Seeding and Reproducibility in Large-Scale ML Training

The assumption that setting a random seed guarantees reproducible results in modern ML systems is dangerously incomplete.

Most practitioners treat seeding as a solved problem. You set seed=42, run your experiment twice, and expect identical outputs. This works for small, isolated models on single machines. But the moment you scale—distributed training, mixed-precision computation, asynchronous operations, hardware variance—that guarantee evaporates. The seed becomes a comforting fiction, a checkbox on a reproducibility checklist that masks deeper architectural fragility.

The core issue is that determinism and reproducibility are not the same thing. A deterministic algorithm produces the same output given the same input. Reproducibility means getting that same output across different environments, hardware configurations, and execution contexts. Large-scale ML training violates reproducibility in ways that seeding alone cannot address.

Consider what happens in distributed training across multiple GPUs or TPUs. Operations that appear sequential in your code execute in parallel. Floating-point reductions—summing gradients across devices, for instance—happen in non-deterministic order. The associativity of floating-point arithmetic is a myth. Adding numbers in order A+B+C produces a different result than A+C+B due to rounding errors that compound at scale. Set your seed, run the same training job on the same hardware twice, and you'll likely get identical results. Run it on different hardware, or even different GPU driver versions, and divergence emerges.

This matters because it creates a false sense of control. Teams invest in seeding strategies—carefully managing seeds across data loaders, model initialization, and augmentation pipelines—only to discover that their "reproducible" baseline doesn't reproduce when moved to production hardware or when a dependency updates. The seed was never the bottleneck. The architecture was.

What actually changes when you acknowledge this is your relationship to validation itself. Instead of chasing bit-level reproducibility, you shift toward statistical reproducibility—ensuring that results fall within expected variance bounds.

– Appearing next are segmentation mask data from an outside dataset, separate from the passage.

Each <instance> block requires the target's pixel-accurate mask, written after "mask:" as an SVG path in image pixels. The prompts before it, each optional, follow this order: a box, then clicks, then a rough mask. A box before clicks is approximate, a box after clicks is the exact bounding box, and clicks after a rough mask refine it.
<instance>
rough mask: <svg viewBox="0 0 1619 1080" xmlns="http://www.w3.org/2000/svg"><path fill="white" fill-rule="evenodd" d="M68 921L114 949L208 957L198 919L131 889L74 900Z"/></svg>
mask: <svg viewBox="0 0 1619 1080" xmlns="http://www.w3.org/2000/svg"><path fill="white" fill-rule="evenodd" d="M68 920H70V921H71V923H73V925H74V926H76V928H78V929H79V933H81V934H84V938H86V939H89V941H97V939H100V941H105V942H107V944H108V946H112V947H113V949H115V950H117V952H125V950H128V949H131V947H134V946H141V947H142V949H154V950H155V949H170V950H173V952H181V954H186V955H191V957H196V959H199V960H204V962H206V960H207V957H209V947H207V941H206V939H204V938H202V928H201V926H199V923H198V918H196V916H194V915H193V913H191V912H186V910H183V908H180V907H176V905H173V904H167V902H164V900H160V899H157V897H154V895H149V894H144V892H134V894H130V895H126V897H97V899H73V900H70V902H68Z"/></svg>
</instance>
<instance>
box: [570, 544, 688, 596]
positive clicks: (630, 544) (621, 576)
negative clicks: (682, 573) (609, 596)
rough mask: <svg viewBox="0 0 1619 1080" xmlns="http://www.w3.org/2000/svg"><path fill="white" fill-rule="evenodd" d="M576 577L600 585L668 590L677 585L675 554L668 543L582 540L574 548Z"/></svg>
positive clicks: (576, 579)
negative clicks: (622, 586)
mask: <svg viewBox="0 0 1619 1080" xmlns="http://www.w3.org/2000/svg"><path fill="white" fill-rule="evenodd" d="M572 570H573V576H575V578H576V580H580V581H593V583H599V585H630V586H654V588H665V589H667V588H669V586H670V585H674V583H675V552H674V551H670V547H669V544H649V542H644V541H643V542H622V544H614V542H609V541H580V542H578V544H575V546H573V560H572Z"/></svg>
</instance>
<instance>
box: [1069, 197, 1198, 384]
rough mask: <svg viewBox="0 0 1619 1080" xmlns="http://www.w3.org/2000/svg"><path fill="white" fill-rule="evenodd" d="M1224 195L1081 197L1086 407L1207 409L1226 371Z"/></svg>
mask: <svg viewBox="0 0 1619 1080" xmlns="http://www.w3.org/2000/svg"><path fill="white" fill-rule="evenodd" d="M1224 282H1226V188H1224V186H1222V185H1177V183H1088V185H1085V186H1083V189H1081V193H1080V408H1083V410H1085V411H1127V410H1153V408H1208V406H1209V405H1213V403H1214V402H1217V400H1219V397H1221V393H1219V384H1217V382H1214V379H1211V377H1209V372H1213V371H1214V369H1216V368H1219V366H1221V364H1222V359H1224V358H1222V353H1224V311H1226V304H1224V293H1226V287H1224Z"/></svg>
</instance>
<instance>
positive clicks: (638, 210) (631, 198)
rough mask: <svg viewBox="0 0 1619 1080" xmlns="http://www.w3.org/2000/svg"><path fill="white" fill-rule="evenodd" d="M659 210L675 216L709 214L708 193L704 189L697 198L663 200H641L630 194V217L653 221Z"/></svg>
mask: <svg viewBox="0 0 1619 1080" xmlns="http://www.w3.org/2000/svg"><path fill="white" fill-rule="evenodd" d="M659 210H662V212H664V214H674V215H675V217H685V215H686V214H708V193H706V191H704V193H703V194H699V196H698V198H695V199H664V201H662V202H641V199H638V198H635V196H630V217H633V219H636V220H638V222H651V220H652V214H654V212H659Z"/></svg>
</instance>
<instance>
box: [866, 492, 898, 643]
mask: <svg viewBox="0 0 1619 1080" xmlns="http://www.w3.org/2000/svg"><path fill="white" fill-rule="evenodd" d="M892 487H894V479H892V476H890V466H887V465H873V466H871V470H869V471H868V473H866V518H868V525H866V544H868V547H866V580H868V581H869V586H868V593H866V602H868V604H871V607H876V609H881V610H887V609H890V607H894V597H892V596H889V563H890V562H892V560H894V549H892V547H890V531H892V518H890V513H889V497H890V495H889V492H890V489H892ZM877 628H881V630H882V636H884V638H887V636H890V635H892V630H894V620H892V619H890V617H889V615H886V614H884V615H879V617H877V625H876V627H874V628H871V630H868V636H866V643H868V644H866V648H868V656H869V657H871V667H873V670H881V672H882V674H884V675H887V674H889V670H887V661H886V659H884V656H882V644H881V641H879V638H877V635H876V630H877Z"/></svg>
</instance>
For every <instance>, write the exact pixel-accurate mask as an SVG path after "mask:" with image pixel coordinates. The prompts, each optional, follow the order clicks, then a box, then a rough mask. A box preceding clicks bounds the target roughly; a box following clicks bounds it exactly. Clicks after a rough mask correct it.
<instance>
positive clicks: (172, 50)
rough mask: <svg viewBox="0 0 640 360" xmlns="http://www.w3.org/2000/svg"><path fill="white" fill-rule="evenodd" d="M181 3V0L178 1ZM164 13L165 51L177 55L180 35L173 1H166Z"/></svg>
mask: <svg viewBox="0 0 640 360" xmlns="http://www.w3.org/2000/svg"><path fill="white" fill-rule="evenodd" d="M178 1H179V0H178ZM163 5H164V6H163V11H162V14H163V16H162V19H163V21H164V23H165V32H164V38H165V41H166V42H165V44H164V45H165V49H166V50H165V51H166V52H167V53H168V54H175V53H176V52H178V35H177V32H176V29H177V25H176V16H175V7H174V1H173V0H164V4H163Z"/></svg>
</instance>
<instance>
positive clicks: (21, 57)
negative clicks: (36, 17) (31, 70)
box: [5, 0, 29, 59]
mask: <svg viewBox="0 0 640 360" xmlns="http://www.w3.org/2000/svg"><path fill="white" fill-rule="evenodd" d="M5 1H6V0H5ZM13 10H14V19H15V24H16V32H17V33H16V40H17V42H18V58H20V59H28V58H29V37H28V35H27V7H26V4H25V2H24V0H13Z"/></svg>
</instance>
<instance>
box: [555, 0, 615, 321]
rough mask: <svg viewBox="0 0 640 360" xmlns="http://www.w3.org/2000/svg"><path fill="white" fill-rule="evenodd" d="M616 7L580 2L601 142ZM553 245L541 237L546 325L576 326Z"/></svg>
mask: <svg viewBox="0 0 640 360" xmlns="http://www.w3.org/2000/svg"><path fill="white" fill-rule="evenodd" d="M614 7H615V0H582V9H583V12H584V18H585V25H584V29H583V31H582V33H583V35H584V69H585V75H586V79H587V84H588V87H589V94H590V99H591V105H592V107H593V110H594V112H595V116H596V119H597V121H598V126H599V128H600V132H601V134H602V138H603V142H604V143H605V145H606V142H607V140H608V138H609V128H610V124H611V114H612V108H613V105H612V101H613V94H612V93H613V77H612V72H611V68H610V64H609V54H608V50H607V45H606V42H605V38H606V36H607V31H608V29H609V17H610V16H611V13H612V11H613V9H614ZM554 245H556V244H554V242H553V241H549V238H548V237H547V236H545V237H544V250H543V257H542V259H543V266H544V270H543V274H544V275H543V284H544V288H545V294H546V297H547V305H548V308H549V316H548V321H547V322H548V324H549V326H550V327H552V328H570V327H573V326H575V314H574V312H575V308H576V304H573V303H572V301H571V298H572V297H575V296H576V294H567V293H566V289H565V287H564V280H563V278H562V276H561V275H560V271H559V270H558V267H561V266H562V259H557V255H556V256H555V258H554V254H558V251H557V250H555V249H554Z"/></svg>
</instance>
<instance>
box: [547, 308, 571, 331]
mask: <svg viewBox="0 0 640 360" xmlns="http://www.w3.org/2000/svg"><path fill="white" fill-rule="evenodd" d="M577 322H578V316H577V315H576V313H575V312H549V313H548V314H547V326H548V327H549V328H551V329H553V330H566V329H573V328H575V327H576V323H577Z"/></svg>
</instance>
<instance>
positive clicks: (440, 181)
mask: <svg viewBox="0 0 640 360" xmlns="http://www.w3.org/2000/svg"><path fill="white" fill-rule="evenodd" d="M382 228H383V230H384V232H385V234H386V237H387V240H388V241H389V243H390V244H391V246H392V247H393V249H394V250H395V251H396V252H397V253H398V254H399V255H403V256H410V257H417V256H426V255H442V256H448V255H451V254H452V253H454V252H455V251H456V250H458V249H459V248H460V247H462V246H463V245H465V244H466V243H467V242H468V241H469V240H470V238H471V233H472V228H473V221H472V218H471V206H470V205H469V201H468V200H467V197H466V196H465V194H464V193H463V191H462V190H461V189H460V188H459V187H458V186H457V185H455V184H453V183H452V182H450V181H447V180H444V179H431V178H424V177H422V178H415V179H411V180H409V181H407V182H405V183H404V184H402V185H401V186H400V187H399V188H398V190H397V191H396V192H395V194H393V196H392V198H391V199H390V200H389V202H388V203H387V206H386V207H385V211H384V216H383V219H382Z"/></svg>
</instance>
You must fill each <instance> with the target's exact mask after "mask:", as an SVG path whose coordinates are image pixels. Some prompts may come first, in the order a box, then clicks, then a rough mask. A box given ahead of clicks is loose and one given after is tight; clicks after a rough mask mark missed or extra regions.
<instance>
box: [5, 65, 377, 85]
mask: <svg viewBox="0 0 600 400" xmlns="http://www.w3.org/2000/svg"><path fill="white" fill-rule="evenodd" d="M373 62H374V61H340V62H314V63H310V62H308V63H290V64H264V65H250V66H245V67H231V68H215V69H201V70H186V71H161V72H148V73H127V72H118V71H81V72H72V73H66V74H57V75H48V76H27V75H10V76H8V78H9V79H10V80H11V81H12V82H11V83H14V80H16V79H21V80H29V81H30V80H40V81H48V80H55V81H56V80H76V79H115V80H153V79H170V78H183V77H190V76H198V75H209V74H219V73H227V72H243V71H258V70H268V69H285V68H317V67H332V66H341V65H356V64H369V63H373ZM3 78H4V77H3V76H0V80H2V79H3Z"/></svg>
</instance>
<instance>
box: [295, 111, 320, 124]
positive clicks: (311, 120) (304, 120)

This requires different tooling and different thinking. You need to understand the sources of non-determinism in your pipeline and quantify their impact. Some sources are acceptable (hardware variance that produces <0.1% metric drift). Others are not (algorithmic changes that produce different convergence behavior).

The practical path forward involves three concrete moves. First, separate concerns. Distinguish between operations that must be deterministic (data sampling, model initialization, hyperparameter selection) and those where statistical variance is acceptable (gradient computation, optimization steps). Second, instrument for variance. Run the same training job multiple times with different seeds and measure the distribution of final metrics. This gives you a baseline for what "reproducible enough" means in your context. Third, document the reproduction environment exhaustively—not just software versions, but CUDA compute capability, cuDNN version, CPU architecture, and any custom kernels. Reproducibility without context is meaningless.

Teams building production ML systems often discover this the hard way: a model that trains identically in development fails to reproduce in staging because the hardware is different. A checkpoint loaded in inference produces slightly different outputs than training because mixed-precision rounding differs between forward and backward passes. These aren't bugs. They're features of how modern hardware and numerical computation actually work.

The uncomfortable truth is that large-scale ML training is inherently non-deterministic at the hardware level. Seeding controls one narrow slice of that non-determinism. It's useful, but it's not sufficient. The teams that build reliable systems are those that accept this reality and build reproducibility frameworks around it—frameworks that measure variance, document environments, and treat statistical stability as the actual goal rather than bit-level determinism.

Your seed matters. But it's not the whole story.